Yes, _House_ restored my faith in TV to actually come out with something watchable. I haven't been this appreciative of a series since _Star Trek: Voyager_ came out, way back when.

TV has the potential to be an artistic medium, though usually, to me, it's just bread and circuses. Just mindless distractions to keep the citizens happy while Rome burns. That, and the overall low, low quality of most TV programming just makes the whole entity laughable. Aside from a show here and there, most TV is just worthless garbage, appealing to whichever trend the masses seem to want.

Such as _American Idol_. Now there's a dancing competition show (two, actually), an ice-skating competition show, and all of this came from _Survivor_ and competition-ish survival shows. It's all just variations of a theme. And nothing anyone does is unique, just rehashing the same old stuff. Absolutely no creativity or artistic merit, especially in week after week of listening to zombies get in front of judges and groan for brains.

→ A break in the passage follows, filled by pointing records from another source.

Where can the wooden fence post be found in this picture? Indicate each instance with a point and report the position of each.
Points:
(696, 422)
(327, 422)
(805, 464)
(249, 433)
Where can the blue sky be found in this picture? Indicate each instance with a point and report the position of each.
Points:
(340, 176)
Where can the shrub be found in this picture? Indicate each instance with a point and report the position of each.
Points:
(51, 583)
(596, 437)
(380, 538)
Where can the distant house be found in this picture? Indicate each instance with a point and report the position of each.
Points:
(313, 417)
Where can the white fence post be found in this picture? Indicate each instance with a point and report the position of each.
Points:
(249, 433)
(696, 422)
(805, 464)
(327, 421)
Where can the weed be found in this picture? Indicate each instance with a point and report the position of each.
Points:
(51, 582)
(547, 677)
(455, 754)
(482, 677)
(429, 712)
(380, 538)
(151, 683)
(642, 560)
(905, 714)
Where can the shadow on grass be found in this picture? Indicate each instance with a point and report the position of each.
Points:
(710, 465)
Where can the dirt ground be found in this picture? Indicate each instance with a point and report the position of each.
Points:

TV has potential, of course, but most shows are just geared to appeal to the lowest common denominator of society. Very little of it aspires to anything of greater quality than that which came before. Personally, I'm content with DVDs and a few shows here and there. I really can't be bothered with the rest.


----------



## Talierin (Jun 4, 2006)

The new Doctor Who is really really good - it's actually quite refreshing to watch a BBC show on american television, you brits use the medium differently than we do over here. Better drama, better acting, better writing, and in the case of sci fi, less special effects to take over the episode. Also it seems like there's less commercials. I'm quite enjoying it - ok, so maybe I'm addicted to doctor who *looks around sheepishly*

American television right now pretty much sucks. CSI the original is a pretty good show, but after awhile it gets a little old, and the format for every episode is the same. I mean, I can look at the clock and tell you exactly what plot point we're at. For example, at 9:50pm is when they'll accuse a person of the crime, but then suddenly realize based on something they said or some tiny piece of overlooked evidence, that it was someone entirely different, in which they now have to track that person down and force a confession out of them. Forget their right to silence, they always get a confession, and, under as much pressure as possible, cause, you know, that's better tension in the episode.

As for other shows, Firefly rocked, if there was any show that should have stayed on tv longer it was Firefly. I like Lost, but it is a teensy bit soap opera and sometimes I want to throw things at the tv because the people on the island are so gosh darn stupid, and they pretty much have no survival skills to speak of, nor seem to need them. It's rather annoying.

I do like some reality tv shows *ashamed* but only the good ones, like The Amazing Race (I like seeing the different countries, and it's just fun to watch and make bets on who's getting kicked off - my sister and I get very loud watching this show when our favorite teams are behind, hehehe), America's Next Top Model (I like the clothes, and the interesting photography shoots), and Project: Runway (the clothes, and the fact it's all about design)

Worst reality show I've ever watched was American Inventor. Talk about lame, ugh.


----------



## Violanthe (Jun 12, 2006)

I agree with Firefly. TV is poorer for not having Joss Whedon shows on anymore.


----------



## cardanas (Jun 13, 2006)

Television has the potential to be an artistic medium and is recognised as such; unfortunately this potential is rarely utilised.


----------



## Mike (Jul 1, 2006)

Ecxept in "Bonanza". That was an excellent show!


----------



## Ithrynluin (Jul 2, 2006)

Mike, are you sure you're only 17?


----------



## Mike (Jul 2, 2006)

Yes, indeed, I am 17.

I was quite skeptical when my dad bought the boxed set of this show about a year ago, but afterwards I was hooked. Great stuff. A classic.


----------



## Alcuin (Jul 3, 2006)

Yes. TV is an artistic medium. 

Twinkies are nourishing food. 

Varda Elbereth Gilthoniel is really Tinkerbelle in disguise. Folks call her “VEG” for short. Only Manwë gets to call her “Veggie.” 

The Witch-king of Angmar is just that old prankster, Isildur, with a paper bag over his head, trying to see if he can scare Sam bad enough to make him change his lederhosen.


----------